Arcas nahm all seinen Mut zusammen und öffnete die Schachtel. Darin lagen zwei einfache, aber schön gearbeitete, silberne Armbänder. »Willst du mich heiraten?«, fragte er offen heraus, auch wenn die Frage ihn viel schwerer von den Lippen ging, als gut war. Er hatte sie die letzten Tage sehr viel geübt, da er nie damit gerechnet hatte, dass er jemals derjenige war, der sie stellen würde.
Obwohl Arcas schon viele Frauen diese Frage hatte stellen hören, war er sich doch nie bewusst gewesen, wie viel Kraft sie kostete.
Innerlich spürte er ein Gefühl von Unsicherheit und Verwundbarkeit. Die Vorstellung, abgelehnt zu werden, erfüllte ihn mit Furcht, die er so nicht kannte.
Zunae starrte ihn an und dann auf die Schatuelle. Ihr wurde bewusst, dass er es ernst meinte, wenn er schon so weit gegangen war, nach Bräuchen aus ihrer Heimat zu suchen, um ihr diesen Antrag zu machen. Allerdings fühlte sich etwas falsch an. Sie wusste, dass sie auch Arcas heiraten konnte, um den Frieden aufrechtzuerhalten, doch Zunae hatte das Gefühl, Yelir zu betrügen. Dabei waren sie eigentlich kein Paar.

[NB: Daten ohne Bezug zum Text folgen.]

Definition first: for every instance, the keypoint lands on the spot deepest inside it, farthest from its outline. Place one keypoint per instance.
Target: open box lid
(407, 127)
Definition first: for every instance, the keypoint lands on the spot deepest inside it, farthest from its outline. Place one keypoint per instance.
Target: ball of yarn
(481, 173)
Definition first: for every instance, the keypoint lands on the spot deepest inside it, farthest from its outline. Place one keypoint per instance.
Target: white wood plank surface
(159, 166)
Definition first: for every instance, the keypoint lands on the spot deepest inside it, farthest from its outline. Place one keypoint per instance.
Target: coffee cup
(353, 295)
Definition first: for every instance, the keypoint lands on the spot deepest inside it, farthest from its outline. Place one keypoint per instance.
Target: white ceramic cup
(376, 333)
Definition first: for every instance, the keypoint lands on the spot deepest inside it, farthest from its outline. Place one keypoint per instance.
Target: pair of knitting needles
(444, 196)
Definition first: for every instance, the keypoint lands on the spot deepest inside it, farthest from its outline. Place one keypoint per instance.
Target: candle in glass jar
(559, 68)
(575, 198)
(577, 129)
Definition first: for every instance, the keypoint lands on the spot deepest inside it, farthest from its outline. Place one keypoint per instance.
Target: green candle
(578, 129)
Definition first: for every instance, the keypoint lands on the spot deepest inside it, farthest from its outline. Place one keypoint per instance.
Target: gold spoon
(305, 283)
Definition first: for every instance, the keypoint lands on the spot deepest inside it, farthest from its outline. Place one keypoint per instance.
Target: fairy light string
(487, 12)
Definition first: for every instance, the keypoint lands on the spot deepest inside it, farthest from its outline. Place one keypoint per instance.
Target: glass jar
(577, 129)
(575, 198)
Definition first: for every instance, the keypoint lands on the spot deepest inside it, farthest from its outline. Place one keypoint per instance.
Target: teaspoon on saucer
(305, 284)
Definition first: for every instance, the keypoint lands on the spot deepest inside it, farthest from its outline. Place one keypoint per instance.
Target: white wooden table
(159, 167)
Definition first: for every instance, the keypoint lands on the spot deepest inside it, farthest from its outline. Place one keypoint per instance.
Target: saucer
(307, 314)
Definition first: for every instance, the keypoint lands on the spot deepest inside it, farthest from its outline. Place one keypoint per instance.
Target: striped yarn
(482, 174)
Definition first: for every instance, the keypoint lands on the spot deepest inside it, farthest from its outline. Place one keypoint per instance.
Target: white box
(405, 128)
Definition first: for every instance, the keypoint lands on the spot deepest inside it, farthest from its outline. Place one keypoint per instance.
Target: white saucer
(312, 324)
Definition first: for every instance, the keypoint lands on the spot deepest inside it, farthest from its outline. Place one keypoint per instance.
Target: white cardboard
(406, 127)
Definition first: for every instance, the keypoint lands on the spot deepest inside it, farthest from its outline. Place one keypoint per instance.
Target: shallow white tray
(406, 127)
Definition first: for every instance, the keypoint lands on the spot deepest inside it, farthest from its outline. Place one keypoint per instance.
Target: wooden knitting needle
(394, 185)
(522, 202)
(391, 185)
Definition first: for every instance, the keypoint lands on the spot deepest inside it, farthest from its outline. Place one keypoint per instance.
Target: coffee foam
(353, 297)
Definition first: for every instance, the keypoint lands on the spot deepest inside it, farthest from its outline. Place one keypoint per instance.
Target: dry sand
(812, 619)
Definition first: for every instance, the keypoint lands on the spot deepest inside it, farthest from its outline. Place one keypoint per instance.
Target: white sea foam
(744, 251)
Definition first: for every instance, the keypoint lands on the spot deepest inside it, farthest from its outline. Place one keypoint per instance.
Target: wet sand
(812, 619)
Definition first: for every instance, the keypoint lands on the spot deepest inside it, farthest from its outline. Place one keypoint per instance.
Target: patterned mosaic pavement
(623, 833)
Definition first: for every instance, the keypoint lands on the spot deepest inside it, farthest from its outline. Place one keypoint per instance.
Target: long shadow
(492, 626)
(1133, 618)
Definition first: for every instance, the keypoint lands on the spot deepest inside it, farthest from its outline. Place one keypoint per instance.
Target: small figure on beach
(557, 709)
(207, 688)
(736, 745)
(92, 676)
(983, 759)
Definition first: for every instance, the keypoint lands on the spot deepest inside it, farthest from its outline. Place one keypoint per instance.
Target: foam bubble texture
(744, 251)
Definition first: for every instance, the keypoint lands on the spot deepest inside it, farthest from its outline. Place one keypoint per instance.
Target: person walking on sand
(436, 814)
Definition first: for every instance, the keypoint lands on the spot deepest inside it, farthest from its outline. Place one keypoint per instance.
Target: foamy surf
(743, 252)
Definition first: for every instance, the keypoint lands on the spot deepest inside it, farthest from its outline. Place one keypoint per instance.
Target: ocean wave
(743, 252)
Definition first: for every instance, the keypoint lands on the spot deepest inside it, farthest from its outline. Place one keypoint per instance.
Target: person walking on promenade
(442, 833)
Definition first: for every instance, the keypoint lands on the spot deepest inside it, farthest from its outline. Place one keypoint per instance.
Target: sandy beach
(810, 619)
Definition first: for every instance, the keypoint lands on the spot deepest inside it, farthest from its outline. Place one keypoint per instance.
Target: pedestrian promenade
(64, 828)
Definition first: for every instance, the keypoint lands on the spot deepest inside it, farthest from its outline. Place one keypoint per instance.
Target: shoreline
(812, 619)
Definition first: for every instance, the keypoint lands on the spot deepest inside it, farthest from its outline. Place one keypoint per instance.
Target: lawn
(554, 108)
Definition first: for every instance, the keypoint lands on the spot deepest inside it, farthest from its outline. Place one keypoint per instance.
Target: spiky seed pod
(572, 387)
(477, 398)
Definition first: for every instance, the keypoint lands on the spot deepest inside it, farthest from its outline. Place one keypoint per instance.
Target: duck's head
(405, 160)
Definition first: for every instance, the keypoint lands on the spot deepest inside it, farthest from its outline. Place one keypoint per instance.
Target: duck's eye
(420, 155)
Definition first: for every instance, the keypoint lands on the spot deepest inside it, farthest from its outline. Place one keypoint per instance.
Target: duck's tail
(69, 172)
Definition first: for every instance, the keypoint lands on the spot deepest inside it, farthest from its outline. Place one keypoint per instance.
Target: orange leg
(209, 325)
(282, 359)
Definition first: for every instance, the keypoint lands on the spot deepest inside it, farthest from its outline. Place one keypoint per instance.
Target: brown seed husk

Was sollte sie denn jetzt tun?
»Ich ... brauch Bedenkzeit«, brachte sie hervor. »Damit habe ich nun gar nicht gerechnet«, gestand sie, denn sie hatte sich gerade erst mit dem Gedanken abgefunden, dass sie wählen konnte. Was, wenn sie durch die Wahl von Arcas Probleme heraufbeschwor? Sie wollte gern mit Yelir sprechen und abwarten, ob eine Vision ihr vielleicht den Weg wies.
Obwohl es Arcas schmerzte, dass sie nicht sofort annahm, blieb ein Fünkchen Hoffnung, da sie lediglich Bedenkzeit wollte und nicht gleich abgelehnt hatte. Allerdings konnte das auch nur das Unausweichliche verschieben.
Arcas lächelte, obwohl ihm nicht dazu zu mute war. »Natürlich.« Er hoffte nur, dass sie sich für das Richtige entschied.